PMSO - Prefeitura Municipal de Sorocaba (SP) — Prova 2021
O aparecimento de infecção do trato urinário (ITU), configura uma das mais comuns complicações médicas da gravidez. A bacteriúria assintomática ocorre em 2 a 7% das gestações e, seu rastreamento e tratamento é muito importante para reduzir a progressão às consequências mais severas. Em relação à terapêutica das ITU, assinale a alternativa INCORRETA:
Nitrofurantoína contraindicada >36 sem. gestação por risco de anemia hemolítica neonatal, NÃO hipertensão materna.
A alternativa incorreta afirma que a nitrofurantoína é contraindicada a partir da 36ª semana de gestação devido à possibilidade de hipertensão materna. Na verdade, a contraindicação se deve ao risco de anemia hemolítica no recém-nascido, especialmente em prematuros ou naqueles com deficiência de G6PD, devido à imaturidade enzimática fetal.

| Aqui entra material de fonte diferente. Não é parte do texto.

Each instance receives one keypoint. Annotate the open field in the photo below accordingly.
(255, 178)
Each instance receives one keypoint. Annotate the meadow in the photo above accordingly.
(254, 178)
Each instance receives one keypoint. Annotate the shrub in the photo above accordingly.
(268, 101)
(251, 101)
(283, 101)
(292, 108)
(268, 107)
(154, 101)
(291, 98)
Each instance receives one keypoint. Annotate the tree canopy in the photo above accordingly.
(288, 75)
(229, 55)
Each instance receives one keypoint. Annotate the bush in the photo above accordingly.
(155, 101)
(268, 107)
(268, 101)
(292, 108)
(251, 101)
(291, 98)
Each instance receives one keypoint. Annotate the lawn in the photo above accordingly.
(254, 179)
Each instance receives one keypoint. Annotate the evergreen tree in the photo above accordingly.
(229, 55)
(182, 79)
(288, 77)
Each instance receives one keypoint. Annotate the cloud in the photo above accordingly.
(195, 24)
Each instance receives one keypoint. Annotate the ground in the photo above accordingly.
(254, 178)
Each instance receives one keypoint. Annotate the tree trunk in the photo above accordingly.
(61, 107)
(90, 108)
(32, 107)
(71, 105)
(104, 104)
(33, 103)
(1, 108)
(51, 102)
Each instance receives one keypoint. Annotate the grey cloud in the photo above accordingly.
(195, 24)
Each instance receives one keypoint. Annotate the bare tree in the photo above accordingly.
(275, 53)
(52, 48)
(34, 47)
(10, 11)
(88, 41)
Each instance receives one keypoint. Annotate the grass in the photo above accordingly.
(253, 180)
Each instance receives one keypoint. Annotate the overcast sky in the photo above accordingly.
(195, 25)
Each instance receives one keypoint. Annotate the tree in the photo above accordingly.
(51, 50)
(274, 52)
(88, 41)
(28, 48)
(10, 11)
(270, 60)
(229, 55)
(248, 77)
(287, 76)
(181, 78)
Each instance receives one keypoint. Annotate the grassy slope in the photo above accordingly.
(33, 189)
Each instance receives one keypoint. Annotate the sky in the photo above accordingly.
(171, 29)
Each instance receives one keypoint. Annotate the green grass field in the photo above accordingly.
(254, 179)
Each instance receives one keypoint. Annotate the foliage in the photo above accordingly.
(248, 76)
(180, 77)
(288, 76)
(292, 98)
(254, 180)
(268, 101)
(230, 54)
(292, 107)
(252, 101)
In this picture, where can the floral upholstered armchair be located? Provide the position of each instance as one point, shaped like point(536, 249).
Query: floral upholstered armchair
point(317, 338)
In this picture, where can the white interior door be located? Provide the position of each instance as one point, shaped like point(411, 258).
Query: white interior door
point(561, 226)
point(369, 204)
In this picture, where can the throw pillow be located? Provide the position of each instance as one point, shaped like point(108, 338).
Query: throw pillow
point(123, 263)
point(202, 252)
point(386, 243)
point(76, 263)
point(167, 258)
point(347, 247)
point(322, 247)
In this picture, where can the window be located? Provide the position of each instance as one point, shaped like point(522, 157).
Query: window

A infecção do trato urinário (ITU) é a complicação médica mais comum da gravidez, afetando cerca de 10% das gestantes. A bacteriúria assintomática, presente em 2-7% das gestações, é particularmente preocupante, pois se não tratada, pode progredir para cistite e pielonefrite, aumentando significativamente os riscos maternos e perinatais. As alterações fisiológicas da gravidez, como a estase urinária devido à compressão ureteral pelo útero gravídico e a redução do peristaltismo ureteral, favorecem o crescimento bacteriano. O rastreamento da bacteriúria assintomática é recomendado no primeiro trimestre através de urocultura. O tratamento é essencial para prevenir complicações como prematuridade, restrição de crescimento intrauterino, baixo peso ao nascer e sepse neonatal. Os antibióticos de escolha para cistite ou bacteriúria assintomática incluem cefalexina, amoxicilina com clavulanato e axetil cefuroxima. A nitrofurantoína é uma opção eficaz e segura na maior parte da gestação, mas possui uma contraindicação específica. É crucial notar que a nitrofurantoína é contraindicada a partir da 36ª semana de gestação devido ao risco de anemia hemolítica no recém-nascido, especialmente em prematuros ou naqueles com deficiência de G6PD. Essa contraindicação não está relacionada à hipertensão materna, como erroneamente afirmado na questão. Após o tratamento, é recomendado repetir a urocultura entre sete e dez dias para confirmar a erradicação da infecção e monitorar a recorrência, garantindo a saúde da mãe e do feto.
As complicações perinatais incluem prematuridade, restrição de crescimento intrauterino, baixo peso ao nascer, ruptura prematura das membranas, infecção fetal intrauterina, sepse neonatal e óbito fetal. O rastreamento e tratamento da bacteriúria assintomática são cruciais para prevenir esses desfechos.
A nitrofurantoína é contraindicada a partir da 36ª semana de gestação (ou próximo ao termo) devido ao risco de anemia hemolítica no recém-nascido. Isso ocorre porque o sistema enzimático fetal é imaturo, tornando o feto mais suscetível aos efeitos oxidativos da droga, especialmente em casos de deficiência de G6PD.
Antibióticos seguros e eficazes incluem cefalexina, amoxicilina com clavulanato e axetil cefuroxima. A nitrofurantoína também é uma opção segura durante a maior parte da gestação, mas deve ser evitada no terceiro trimestre avançado. A escolha deve ser guiada por urocultura e antibiograma.